L’accord sur les migrants conclu en mars 2016 entre l’UE et la Turquie restait en place et avait toujours pour effet de limiter l’accès au territoire et aux procédures d’asile de l’UE. Aux termes de cet accord, les demandeurs d’asile pouvaient être renvoyés en Turquie, sous prétexte que celle-ci constituait un pays de transit " sûr ". Les dirigeants européens ont maintenu la fiction selon laquelle la Turquie fournissait aux réfugiés une protection équivalente à celle de l’UE, alors que, depuis la tentative de coup d’État de 2016, ce pays était devenu encore moins " sûr " qu’auparavant.

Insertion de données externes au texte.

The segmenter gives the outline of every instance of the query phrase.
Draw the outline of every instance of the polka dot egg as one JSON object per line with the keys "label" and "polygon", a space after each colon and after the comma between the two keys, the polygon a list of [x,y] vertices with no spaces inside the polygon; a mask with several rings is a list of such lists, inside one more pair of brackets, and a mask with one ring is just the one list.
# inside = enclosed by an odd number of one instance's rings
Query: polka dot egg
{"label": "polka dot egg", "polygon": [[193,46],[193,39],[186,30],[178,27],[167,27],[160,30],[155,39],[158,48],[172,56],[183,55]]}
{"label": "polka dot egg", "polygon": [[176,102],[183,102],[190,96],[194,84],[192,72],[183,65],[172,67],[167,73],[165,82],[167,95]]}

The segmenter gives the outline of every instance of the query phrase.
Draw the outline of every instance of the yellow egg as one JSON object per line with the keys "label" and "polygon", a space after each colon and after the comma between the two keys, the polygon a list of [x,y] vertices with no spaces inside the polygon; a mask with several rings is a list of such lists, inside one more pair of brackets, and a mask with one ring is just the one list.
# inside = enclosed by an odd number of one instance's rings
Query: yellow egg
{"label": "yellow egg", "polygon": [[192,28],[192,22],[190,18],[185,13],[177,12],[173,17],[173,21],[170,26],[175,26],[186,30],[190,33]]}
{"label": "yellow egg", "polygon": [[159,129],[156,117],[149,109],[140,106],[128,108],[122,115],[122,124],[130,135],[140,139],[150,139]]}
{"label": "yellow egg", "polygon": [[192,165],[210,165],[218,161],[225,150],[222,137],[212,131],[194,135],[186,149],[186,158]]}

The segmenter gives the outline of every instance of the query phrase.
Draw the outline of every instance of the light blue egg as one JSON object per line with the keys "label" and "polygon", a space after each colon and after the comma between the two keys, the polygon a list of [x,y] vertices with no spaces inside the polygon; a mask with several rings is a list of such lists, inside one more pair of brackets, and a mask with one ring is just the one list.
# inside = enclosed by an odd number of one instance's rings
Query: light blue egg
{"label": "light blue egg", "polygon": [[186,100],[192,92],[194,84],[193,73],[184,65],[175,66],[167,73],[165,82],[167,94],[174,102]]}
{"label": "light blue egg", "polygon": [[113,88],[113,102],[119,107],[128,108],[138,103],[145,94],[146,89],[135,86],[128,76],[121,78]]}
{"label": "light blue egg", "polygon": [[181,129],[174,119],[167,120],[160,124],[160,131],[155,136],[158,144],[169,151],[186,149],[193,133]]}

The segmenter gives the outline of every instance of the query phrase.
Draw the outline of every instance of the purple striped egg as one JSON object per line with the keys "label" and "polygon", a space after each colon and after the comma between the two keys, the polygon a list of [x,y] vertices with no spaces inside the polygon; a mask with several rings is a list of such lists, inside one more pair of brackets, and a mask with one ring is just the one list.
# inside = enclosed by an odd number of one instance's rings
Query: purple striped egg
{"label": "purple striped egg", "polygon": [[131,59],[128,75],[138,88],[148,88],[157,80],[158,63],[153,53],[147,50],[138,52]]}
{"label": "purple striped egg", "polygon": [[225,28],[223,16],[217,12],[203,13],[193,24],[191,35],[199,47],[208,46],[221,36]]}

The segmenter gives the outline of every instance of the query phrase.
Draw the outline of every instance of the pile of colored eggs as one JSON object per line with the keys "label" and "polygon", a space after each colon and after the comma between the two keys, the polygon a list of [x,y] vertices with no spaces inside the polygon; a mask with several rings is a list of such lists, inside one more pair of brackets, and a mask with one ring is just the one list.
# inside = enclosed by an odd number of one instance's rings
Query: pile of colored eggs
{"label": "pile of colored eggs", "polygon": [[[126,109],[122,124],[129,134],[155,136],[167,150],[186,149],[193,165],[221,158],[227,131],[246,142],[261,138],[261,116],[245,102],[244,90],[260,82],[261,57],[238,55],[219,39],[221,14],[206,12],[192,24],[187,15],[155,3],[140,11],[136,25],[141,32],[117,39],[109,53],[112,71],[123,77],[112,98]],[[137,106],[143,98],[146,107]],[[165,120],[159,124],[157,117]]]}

La suspension des garanties de procédure au titre de l’état d’urgence décrété en Turquie exposait les réfugiés qui s’y trouvaient à un risque accru de renvoi forcé dans un pays où ils risquaient d’être victimes de graves atteintes aux droits humains. À la suite de cet accord, des milliers de personnes se sont retrouvées piégées dans des conditions déplorables, marquées par la surpopulation et l’insécurité, sur des îles grecques transformées de fait en camps de rétention, dans lesquels ces personnes étaient en outre confrontées à des procédures d’asile prolongées. Certains migrants et demandeurs d’asile ont été victimes de crimes de haine violents. Le nombre des arrivées dans les îles grecques a nettement diminué par rapport à 2016, essentiellement en raison de l’accord conclu avec la Turquie. Toutefois, une nouvelle progression relative pendant l’été a une fois de plus pesé lourdement sur les capacités d’accueil déjà insuffisantes des îles. Au mois de décembre, quelque 13 000 demandeurs d’asile étaient toujours en attente, coincés dans les îles grecques.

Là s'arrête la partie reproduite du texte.